So, my question is how to setup the pattern so I can support 1-n repetitions of the serial number group, with the preceding comma delimiter, so that the named group will return multiple captures when they occur in the input string? | | SonOfPirate | I tested your code and didn't have any trouble.
using System;
using System.Collections.Generic;
using System.Linq;
using System.Text;
using System.Text.RegularExpressions;
namespace ConsoleApplication1
{
class Program
{
static void Main(string[] args)
{
String test = "123456 ,A1B2C3D4 ,E5F6G7H8 ,I9J0K1L2 ,M3N4O5P6";
Regex rx = new Regex(@"^(?<product>\d{6})(?:\s*,(?<serial>\w{8}))+");
Match m = rx.Match(test);
if (m.Success)
{
Capture capture;
Group group;
StringBuilder sb = new StringBuilder();
string[] groupNames = rx.GetGroupNames();
foreach (string groupName in groupNames)
{
// There is always a group "0" at index 0 that contains the full string - ignore!
if (groupName != "0")
{
group = m.Groups[groupName];
for (int i = 0; i < group.Captures.Count; i++)
{
capture = group.Captures[i];
sb.AppendFormat("'{0}': {1}", groupName, capture.Value);
sb.AppendLine();
}
}
}
}
}
}
}
//Output'product': 123456 'serial': A1B2C3D4 'serial': E5F6G7H8 'serial': I9J0K1L2 'serial': M3N4O5P6
John Grove - TFD Group, Senior Software Engineer, EI Division, http://www.tfdg.com | | JohnGrove | Ah, I figured out the difference! In my testing, instead of "\s*" before the comma delimiter, I was using ".*". Apparently this is what's causing the problem. I take the exact code you have above and use the period, I get only the last serial - just as I was describing.

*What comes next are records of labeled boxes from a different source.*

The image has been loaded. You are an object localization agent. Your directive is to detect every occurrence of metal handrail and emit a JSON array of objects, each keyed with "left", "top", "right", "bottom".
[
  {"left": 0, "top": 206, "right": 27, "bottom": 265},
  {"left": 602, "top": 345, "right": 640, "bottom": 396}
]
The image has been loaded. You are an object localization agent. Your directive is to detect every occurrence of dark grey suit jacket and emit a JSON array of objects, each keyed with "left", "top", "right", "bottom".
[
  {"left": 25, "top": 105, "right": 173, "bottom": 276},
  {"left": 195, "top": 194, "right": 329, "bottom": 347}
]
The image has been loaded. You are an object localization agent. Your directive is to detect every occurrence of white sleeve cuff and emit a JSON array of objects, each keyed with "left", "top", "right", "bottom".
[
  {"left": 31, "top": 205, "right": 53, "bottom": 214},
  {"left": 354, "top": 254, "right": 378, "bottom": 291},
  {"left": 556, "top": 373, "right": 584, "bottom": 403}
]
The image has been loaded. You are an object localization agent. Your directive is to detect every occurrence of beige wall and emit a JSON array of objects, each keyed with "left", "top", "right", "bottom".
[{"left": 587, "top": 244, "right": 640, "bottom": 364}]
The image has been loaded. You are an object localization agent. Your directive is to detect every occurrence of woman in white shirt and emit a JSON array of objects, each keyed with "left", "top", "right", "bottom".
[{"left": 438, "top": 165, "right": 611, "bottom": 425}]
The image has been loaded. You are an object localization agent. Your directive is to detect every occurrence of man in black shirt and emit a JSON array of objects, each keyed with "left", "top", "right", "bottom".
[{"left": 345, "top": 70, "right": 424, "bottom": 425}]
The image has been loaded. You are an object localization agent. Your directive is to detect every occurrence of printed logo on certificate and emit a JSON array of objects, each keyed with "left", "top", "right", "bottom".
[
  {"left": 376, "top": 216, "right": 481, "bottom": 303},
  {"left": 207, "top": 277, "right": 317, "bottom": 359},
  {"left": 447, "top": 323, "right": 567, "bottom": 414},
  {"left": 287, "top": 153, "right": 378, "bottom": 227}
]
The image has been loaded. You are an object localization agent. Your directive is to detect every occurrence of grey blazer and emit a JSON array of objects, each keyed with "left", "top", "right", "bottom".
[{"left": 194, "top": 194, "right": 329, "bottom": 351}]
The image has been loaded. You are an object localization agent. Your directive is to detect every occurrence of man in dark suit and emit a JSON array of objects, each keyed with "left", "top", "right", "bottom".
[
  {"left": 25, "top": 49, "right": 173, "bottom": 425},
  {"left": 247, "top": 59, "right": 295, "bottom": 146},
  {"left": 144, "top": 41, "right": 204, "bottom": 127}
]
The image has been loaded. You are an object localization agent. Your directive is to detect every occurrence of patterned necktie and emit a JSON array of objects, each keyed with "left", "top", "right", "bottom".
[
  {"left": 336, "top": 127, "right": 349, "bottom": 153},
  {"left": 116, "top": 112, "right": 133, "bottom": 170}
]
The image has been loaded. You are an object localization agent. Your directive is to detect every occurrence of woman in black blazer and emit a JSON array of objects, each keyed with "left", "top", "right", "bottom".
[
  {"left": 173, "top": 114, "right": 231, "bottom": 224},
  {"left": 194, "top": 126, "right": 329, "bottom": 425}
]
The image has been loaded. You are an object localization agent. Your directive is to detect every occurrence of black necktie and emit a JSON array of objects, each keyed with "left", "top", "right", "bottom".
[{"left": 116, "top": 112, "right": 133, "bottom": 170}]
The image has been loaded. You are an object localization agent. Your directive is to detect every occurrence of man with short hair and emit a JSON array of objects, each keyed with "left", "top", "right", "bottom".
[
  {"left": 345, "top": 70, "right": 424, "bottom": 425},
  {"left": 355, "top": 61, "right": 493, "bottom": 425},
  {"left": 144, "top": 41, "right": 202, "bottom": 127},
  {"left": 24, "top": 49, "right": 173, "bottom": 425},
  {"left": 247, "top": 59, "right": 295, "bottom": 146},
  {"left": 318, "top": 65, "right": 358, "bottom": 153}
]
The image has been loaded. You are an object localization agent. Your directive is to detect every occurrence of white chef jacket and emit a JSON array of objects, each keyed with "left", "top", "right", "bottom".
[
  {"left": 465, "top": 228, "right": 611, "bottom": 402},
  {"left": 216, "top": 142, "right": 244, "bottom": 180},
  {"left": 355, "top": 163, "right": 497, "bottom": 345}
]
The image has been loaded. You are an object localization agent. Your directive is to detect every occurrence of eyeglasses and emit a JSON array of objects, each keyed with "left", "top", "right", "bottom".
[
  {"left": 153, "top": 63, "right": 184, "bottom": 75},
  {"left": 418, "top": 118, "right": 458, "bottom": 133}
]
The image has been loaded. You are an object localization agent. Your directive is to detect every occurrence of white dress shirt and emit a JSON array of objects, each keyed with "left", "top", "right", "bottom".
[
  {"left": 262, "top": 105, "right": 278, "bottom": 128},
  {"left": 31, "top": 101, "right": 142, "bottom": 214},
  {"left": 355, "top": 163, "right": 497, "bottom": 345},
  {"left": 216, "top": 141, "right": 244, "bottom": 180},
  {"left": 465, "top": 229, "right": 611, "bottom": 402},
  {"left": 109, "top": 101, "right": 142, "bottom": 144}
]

Any idea why the period in this place would make such a difference?
| | SonOfPirate | SonOfPirate, To get at embedded groups within captures is not intuitively obvious. But here is an example that should handle everything you throw at it. Notice how the individually named groups are accessed to get to their captured values...
string[] tests = {
"12345 /abcde123 /fghij456 /klmno789",
"22222 /bbbbb222 /ccccc333",
"44444 /ddddd444 /eeeee555 /fffff666 /ggggg777",
};
string pattern = @"(?<container>\d{5})(?<serial>[^/]*/(?<itemNumber>\w{5})(?<quantity>\d{3}))+";
Console.WriteLine(" Cont Item Qnty");
foreach (string test in tests)
{
foreach (Match mx in Regex.Matches(test, pattern))
{
for(int idx = 0; idx < mx.Groups["serial"].Captures.Count; ++idx)
{
Console.WriteLine("{0}: {1}: {2}", mx.Groups["container"].Value, mx.Groups["itemNumber"].Captures[idx].Value,mx.Groups["quantity"].Captures[idx].Value);
}
}
}
Les Potter, Xalnix Corporation, Yet Another C# Blog | | xalnix | Ah, I like the negation preceding the delimiter. That will allow us to ignore any characters rather than just whitespace which is what I was after using the period.
What is so different, though, about the period that it causes the problems I was experiencing yet these other constructs work just fine?
| | SonOfPirate | .*/ is greedy. It will capture every character (except \n) including /. So if you have x/xxxxxxx/xxxxxx/ where x is any character except /, then .*/ will grab everything before and including the last slash.
Les Potter, Xalnix Corporation, Yet Another C# Blog | | xalnix | If RegexOptions is set to SingleLine, then .* will also capture \n John Grove - TFD Group, Senior Software Engineer, EI Division, http://www.tfdg.com | | JohnGrove |
|